Sarah held up her face for his kiss without attempting to speak. This burning ordeal, the harder to endure because unexpected, was over. She was as weak as a child with conflicting passions when she arose and endeavored to undress. After stooping several times to regain breath and strength, she was at last ready to creep into bed, there to lie until morning broke, sleepless and suffering.

Her sharpened senses could discern her father's and mother's voices in the sitting-room, in confidential talk—interrupted, by-and-by, by Lucy's pure, mellow tones, apparently conveying some message to the former. Its import was easily surmised, for his step was then heard in the hall and on the stairs, until he reached the parlor where Philip awaited him. Their conference did not occupy more than twenty minutes, which time Lucy spent with her mother—how gayly, Sarah could judge by the laugh that, again and again, reached her room. Mr. Hunt returned, spoke a few sentences in his calm, grave way, and the closing door was followed by a flutter of silk and fall of gliding footsteps, as Lucy went down to her now formally and fully betrothed husband.

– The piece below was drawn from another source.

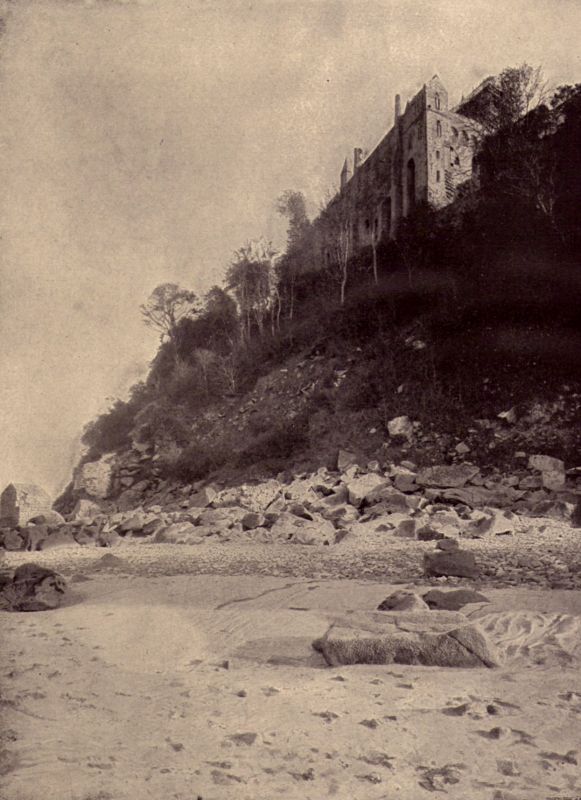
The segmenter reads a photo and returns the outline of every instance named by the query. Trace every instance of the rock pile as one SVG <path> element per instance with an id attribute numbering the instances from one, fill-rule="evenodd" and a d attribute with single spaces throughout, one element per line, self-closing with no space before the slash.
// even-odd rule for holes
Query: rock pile
<path id="1" fill-rule="evenodd" d="M 485 477 L 469 463 L 417 469 L 409 461 L 383 468 L 372 462 L 362 468 L 352 453 L 340 451 L 336 470 L 284 473 L 238 486 L 163 483 L 150 491 L 139 488 L 143 481 L 133 482 L 134 505 L 129 507 L 125 489 L 117 507 L 109 500 L 105 510 L 96 494 L 110 485 L 110 460 L 101 460 L 98 469 L 85 466 L 78 480 L 94 492 L 92 499 L 81 498 L 66 521 L 37 517 L 1 530 L 0 546 L 34 552 L 131 540 L 341 547 L 366 537 L 386 543 L 409 539 L 436 543 L 425 554 L 427 577 L 471 579 L 478 566 L 473 553 L 460 546 L 463 541 L 514 536 L 527 516 L 567 520 L 581 490 L 577 471 L 567 474 L 562 462 L 549 456 L 531 456 L 528 469 L 518 474 Z M 529 485 L 533 488 L 525 488 Z"/>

"Husband!" Yes! it was even so! Henceforth the lives of the pair were to be as one in interest, in aims, in affection. Ere long, they would have no separate outward existence in the eyes of the world. Was his chosen love, then, in a truer and higher sense, his other self—the being sought so long and carefully? The pretty fiancee would have stretched her cerulean orbs in amazed wonder at the ridiculous doubt, and asked, in her matter-of-fact way, how the thing could have happened, if it had not been intended? Philip's indignant affirmative would have gained fervor from his exultant consciousness of possession—so novel and sweet. But one above stairs, taught sagacity by the depth of her grief, looked further into the future than did they, and read there a different reply.

She heard the clang of the front door as it shut after the young lover, and in the still midnight, the echoes, faint and fainter, of his retreating footsteps—the same free, light tread she used to hearken for in porch and hall of that riverside farm house; and as the remembrance came over her she turned her face to the wall, murmuring passionately: "Oh! if I could never, never see him again!"

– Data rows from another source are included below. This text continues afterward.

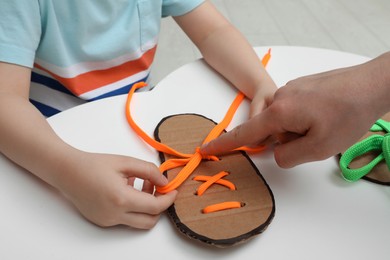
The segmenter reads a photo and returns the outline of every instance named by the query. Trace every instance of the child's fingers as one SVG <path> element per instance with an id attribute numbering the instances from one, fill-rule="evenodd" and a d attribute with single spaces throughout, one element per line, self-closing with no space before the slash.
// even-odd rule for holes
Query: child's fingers
<path id="1" fill-rule="evenodd" d="M 172 191 L 164 195 L 153 196 L 142 191 L 135 191 L 128 194 L 124 208 L 128 213 L 146 213 L 158 215 L 173 204 L 176 199 L 177 191 Z"/>
<path id="2" fill-rule="evenodd" d="M 127 174 L 128 177 L 137 177 L 157 186 L 168 184 L 167 178 L 160 173 L 156 165 L 141 160 L 134 160 L 134 158 L 129 158 L 129 163 L 126 165 L 123 173 Z"/>
<path id="3" fill-rule="evenodd" d="M 144 180 L 144 183 L 142 184 L 142 191 L 152 194 L 154 191 L 154 185 L 148 180 Z"/>
<path id="4" fill-rule="evenodd" d="M 249 110 L 249 118 L 253 118 L 254 116 L 260 114 L 264 109 L 265 101 L 255 102 L 255 100 L 253 100 Z"/>
<path id="5" fill-rule="evenodd" d="M 151 229 L 153 228 L 157 221 L 159 220 L 160 215 L 149 215 L 144 213 L 126 213 L 121 219 L 123 225 L 138 228 L 138 229 Z"/>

This feeling, whether born of cowardice or desperation, was the ruling one, when her mother looked in upon her before breakfast, and expressed her concern at finding her still in bed.

"I am not well enough to get up, mother," Sarah said sincerely, and Mrs. Hunt, reading in the parched lips and bloodshot eyes proof of the justice of the fears her husband had expressed to her the preceding evening, resolved that the doctor should see her "before she was two hours older."

In vain Sarah entreated that this should not be done, and prophesied her recovery without his assistance. For once her parents were a unit in sentiment and action, and the physician was summoned to his second patient.